High sticking – Fishing rods are designed to spread the load/stress of fighting a fish across the length of the rod. When a rod is forced or stressed in a concentrated area, as opposed to the entire length, it breaks (usually towards the tip). The two most common ways high sticking occurs is during the lift of a fish out of water and the other is when testing the strength and action of a rod. When lifting a fish out of the water the rod shouldn’t be lifted perpendicular to the water (90° or straight up). When that happens it forces the rod, at its thinnest and weakest area, to support the full weight of a fish and its movement. During rod strength and action testing, rods often get bent by hand to show their strength, action, and flexibility.
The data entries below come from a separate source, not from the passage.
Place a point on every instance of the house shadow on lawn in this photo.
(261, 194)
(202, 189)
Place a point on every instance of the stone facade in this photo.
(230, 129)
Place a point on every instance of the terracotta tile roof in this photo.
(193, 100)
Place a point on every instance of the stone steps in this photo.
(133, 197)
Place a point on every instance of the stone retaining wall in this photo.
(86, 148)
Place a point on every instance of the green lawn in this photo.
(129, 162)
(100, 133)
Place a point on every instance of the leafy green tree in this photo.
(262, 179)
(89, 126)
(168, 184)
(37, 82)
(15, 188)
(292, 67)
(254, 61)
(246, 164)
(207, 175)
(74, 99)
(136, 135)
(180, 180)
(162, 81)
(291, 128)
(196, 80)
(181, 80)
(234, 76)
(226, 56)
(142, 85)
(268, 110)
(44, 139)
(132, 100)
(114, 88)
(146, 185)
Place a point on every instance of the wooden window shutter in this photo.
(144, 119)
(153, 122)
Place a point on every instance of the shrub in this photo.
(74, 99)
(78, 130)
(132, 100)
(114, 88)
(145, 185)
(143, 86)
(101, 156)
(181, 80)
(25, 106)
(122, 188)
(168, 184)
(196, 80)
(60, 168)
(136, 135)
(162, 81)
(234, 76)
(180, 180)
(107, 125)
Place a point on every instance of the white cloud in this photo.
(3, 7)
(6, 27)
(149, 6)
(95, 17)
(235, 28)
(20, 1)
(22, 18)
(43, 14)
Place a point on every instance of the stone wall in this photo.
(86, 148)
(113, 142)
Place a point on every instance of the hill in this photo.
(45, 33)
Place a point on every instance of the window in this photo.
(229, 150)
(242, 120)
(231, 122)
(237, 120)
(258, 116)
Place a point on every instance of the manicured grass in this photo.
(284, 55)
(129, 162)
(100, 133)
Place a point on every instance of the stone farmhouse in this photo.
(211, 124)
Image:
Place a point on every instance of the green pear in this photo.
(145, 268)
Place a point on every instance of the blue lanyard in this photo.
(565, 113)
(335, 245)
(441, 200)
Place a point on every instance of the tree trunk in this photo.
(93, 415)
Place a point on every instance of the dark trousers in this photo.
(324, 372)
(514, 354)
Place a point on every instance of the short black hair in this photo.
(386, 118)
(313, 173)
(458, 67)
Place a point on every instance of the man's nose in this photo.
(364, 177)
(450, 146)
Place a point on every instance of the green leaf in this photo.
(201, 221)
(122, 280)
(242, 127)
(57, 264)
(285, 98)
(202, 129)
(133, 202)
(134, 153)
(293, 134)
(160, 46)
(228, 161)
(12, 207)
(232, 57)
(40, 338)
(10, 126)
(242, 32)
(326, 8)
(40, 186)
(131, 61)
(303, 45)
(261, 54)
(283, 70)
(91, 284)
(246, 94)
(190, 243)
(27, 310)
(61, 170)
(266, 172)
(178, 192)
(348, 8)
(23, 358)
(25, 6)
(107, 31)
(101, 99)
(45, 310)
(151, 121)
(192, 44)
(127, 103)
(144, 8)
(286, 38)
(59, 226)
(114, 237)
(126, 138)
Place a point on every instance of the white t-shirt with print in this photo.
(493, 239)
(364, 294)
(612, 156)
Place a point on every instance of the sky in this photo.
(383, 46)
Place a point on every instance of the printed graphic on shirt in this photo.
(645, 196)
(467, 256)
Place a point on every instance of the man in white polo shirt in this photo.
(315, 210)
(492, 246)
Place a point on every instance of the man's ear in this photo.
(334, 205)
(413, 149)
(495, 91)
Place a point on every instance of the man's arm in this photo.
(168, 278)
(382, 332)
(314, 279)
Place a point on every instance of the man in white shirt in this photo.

When this is not done properly the same situation as described above occurs. The testers inadvertently load the rod in a way that forces too much pressure on a single point and it eventually snaps.
Crushed or Smashed – Whether you are fishing or getting ready to go fishing, always be cognizant of where you are placing your fishing rods. For one reason or another, situations always occur that push anglers to instinctually place their rods in compromising places. If you are working with a landed fish or prepping tackle, do not place your fishing rod on the ground, it will get stepped on. Look out for the tailgate sharks and door fish, THEY BITE!! Fishing is exciting but don’t be in a rush. Too many rods are broken by anglers forgetting to remove their rods from tailgates or door jams before slamming them closed.
Jamming – Be aware of your surroundings when handling your fishing rods. Rod tips always lose when they get jammed into ceiling fans, walls, corners and low hanging trees/branches.
Avoiding ALL of the above is a great start in caring for your rods. That being said, general rod care should be top of mind as well.
Cleaning- Clean your fishing rods after EVERY use, especially salt water fishing rods and their guides. Corrosion is very real and causes issues with even the best and most expensive gear. If you don’t rinse contaminants off your rods, you will eventually have guide failures (rings fall out), rust development, and grip deterioration. I recommend customers clean their gear with fresh water and an automotive soap.
Storage – As a general best practice try to store rods in a vertical position, inside, and away from extreme temperatures. There are many types of fishing rod materials (glass, carbon, graphite, wood, bamboo, etc) and they all react differently to different environments, try not to push them. In addition, some of those materials have an inherent “memory” so if rods are stored with a bend, overtime, the rod could end up retaining the bend permanently.
Rod Sleeves – also referred to as rod socks or rod covers, are used as additional barrier of protection and help with avoiding unwanted “boat rash” (scratches and dings). Rod sleeves are also beneficial in fighting inevitable line tangles during transportation.